Wide adoption of high-performance computing (HPC) for scientific research in recent years has enabled scientific progress at a pace never seen before. Supercomputers can simulate various processes much faster than scientists can experiment in real life or replicate processes that are impossible to experiment with. But simulations are not the only efficient method for scientific research and it can be greatly enhanced with artificial intelligence and deep learning. That’s why scientists from High-Performance Computing Center in Stuttgart plan to upgrade their CPU-only Hawk supercomputer with Nvidia’s A100 GPUs in the coming months.
Deep Learning to Assist Simulations
For many years, scientists have used simulations to research areas like aerodynamics, climate modeling, computational fluid dynamics, and molecular dynamics. Simulation algorithms developed by researchers are based on fundamental scientific principles and are very accurate. That precision requires using thousands of CPU cores as well as double precision floating point format (FP64), which often means programming skills to run efficiently, pretty long computing times, and the generation of massive amounts of data. More recently, CPUs and GPUs have gained significant artificial intelligence (AI) and deep learning (DL) capabilities, which is why researchers started to use AI and DL in their work.

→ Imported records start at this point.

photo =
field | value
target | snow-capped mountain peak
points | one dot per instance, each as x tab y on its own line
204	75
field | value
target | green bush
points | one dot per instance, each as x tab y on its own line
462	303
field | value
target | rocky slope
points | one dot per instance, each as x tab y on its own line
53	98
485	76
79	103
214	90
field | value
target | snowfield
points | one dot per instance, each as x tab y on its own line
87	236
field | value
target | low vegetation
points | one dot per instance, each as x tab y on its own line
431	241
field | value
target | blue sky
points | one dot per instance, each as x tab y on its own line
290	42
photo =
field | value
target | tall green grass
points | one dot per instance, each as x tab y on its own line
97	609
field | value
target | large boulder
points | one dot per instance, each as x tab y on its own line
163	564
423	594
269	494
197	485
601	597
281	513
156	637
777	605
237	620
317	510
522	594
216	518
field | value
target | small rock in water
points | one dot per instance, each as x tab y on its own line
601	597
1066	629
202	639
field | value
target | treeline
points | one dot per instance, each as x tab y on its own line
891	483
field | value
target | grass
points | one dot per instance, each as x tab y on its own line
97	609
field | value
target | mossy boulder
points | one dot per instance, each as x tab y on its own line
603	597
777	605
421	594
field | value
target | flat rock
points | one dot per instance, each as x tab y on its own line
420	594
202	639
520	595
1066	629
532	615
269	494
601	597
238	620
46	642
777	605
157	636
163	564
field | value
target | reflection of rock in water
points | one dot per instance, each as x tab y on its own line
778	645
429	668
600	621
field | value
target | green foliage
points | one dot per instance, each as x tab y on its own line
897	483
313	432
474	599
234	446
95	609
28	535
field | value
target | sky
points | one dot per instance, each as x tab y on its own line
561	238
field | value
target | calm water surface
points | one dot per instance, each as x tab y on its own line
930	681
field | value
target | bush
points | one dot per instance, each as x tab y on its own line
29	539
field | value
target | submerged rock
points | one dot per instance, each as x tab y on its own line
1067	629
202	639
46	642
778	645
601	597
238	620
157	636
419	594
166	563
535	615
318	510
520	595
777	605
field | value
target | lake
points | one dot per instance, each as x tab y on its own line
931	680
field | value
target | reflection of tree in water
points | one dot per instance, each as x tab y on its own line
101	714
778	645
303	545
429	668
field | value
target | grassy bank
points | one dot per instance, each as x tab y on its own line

AI and DL algorithms do not offer precision of simulations and are not meant to replace them. But what they can do is to rapidly identify patterns in large datasets, and then create a computational model that approximates the actual behavior. In some cases, using AI and DL can eliminate certain scientifically accurate simulations that will lead nowhere, which greatly speeds up research. In fact, many scientists believe that combining AI/DL and simulations is the future of supercomputing.
HSLR’s Hawk to Get GPUs
Like other academic researchers, supercomputer center High-Performance Computing Center Stuttgart (HLRS) has relied on HPC simulations performed by CPU-based machines. This year it deployed Hawk, an AMD EPYC 7742-based supercomputer with 698,800 cores and 1,397,760 GB of memory that can achieve a 19,334 TFLOPS in Rmax Linpack performance. In addition, the scholars have also been studying GPU-based AI supercomputers since 2019 when they deployed a Cray CS-Storm system featuring 60 Nvidia GPUs.
Apparently, HLRS’s findings were quite promising as this week HLRS, Hewlett Packard Enterprise, and Nvidia announced that HLRS would upgrade its primary Hawk supercomputer with 24 HPE Apollo 6500 Gen10 Plus systems with 192 Nvidia A100 GPUs.
“At HLRS our mission has always been to provide systems that address the most important needs of our key user community, which is largely focused on computational engineering,” explained HLRS Director Dr.-Ing. Michael Resch. “For many years this has meant basing our flagship systems on CPUs to support codes used in computationally intensive simulation. Recently, however, we have seen growing interest in deep learning and artificial intelligence, which run much more efficiently on GPUs. Adding this second key type of processor to Hawk’s architecture will improve our ability to support scientists in academia and industry who are working at the forefront of computational research.”
The key part of HLRS announcement is that 24 HPE Apollo 6500 Gen10 Plus systems will be integrated with the Hawk supercomputer to build a hybrid machine with one filesystem that will be able to run both AI/DL algorithms on Nvidia GPUs and perform traditional highly-precise simulations on AMD’s 64-core CPUs.
“Once Nvidia GPUs are integrated into Hawk, hybrid workflows combining HPC and AI will become much more efficient,” said Dennis Hoppe, who leads artificial intelligence operations at HLRS. “Losses of time that occur because of data transfer and the need to run different parts of the workflows in separate stages will practically disappear. Users will be able to stay on the computing cores they are using, run an AI algorithm, and integrate the results immediately.”
In addition, users of HLRS’s Hawk will be able to access Nvidia’s NGC catalog of GPU-optimized programs for AI, DL, and HPC workloads, which to a large degree popularize usage of GPUs among HLRS’s clients.
Tomorrow’s Supercomputers Today
HPC-enabled simulations are not going anywhere because when one needs to develop a real product or model something very precisely, there is no substitute for FP64 computations right now. GPUs like Nvidia’s A100 or AMD’s Instinct MI100 were also designed to run HPC workloads with an FP64 precision, but since there are already many CPU-optimized algorithms, GPUs are not going to fully replace general-purpose processors any time soon, especially for scientific researchers.
But using AI and DL to assist or advance HPC simulations is about to become a new trend in the supercomputing world. Hawk will be one of Europe’s first hybrid supercomputers, but eventually such systems will be considerably more widespread.